Brian’s brothers had been emailing and calling and at first he’d write back saying all was well and he phone was buggy that was why he wasn’t answering.. The Monday of the week we were to see the Oncologist one of his brothers wrote to me.. I could keep the secret a secret no longer. I spilled all the beans. Brian was dying right before my eyes. He was sleeping 18 hrs a day now. His brother arrived at 9 pm that Wednesday and Brian was already in bed. I hadn’t told him I’d told his brother who was sleeping in the next room.. That Thursday morning I woke Brian as usual and as I was helping him up to the chair to the pot and to get dressed for the doc appt, I told him that Tommy was there.. He smiled and said “thank you”. He saw my relief cuz I guess it was obvious.. He was happy to see his brother and I think it lifted his spirits..

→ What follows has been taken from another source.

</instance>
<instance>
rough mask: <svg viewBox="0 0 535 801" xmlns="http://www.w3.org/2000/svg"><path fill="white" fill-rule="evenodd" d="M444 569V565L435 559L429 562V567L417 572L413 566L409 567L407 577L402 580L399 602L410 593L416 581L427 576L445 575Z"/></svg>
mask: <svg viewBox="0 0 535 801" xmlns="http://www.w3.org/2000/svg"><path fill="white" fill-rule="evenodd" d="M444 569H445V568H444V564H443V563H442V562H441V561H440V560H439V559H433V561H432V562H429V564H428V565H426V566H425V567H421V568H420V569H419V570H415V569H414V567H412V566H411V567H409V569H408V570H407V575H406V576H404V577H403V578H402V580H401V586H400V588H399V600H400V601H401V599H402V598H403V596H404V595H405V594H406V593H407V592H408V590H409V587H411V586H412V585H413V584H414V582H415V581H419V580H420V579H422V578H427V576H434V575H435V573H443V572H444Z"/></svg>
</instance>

When we saw the Doc he was shocked at how far Brian had slid.. Hospice was ordered. They came Friday.. Another brother arrived Saturday. And another Sunday. I stayed. I was happy to have the help and and was so very protective of Brian at the same time, I think I pissed off a couple of the brothers.. Sunday March 19th 2011 was an unusually warm day and we were all outside on the screened in porch, Brian included.. Was was not able to talk above a whisper but he talked and the brothers bonded.. It was beautiful.. About 5 pm we went back in and Brian settled into his favorite chair and dozed off.. He didn’t wake up again.. About 7pm, while Tommy & I was in the room watching tv, we heard Brian say, “home? This is home?” Tommy and I both said, “yeah, this is home” and he said “ahhh ok…” and kinda smiled.. at 12:02am March 20th, he took a big inhale of a breath. Head went back, eyes opened a bit and there was no visible or audible exhale and he was gone.. I think he left his body at 7 when he asked “this is home?” and his body lived on another 5 hours..
I had no idea of the effect it would have on me and I still don’t think it’s done… I had 3 months to process the last 9 months of Brian’s life, which passed like a blur, when my Mom was diagnosed with the big C.. She lived 6 months before dying at home. The treatment for her was chemo only. I had plenty of help with Mom. I, having just gone thru it, was considered the expert.
My Dad and Sister were the primary caregivers for Mom and I found myself looking after them more than anything.. Caregivers need care too.. I’ll say that again, caregivers need care too.. I wish I had some advise on how to prepare for that role in life. I could say “ be sure to take time for yourself too” but I know from experience, I could not take my own advise. Nothing else in my life mattered. I was laser focused on taking as much stress off those going through the horrors of cancer treatment as I could. Nothing else mattered.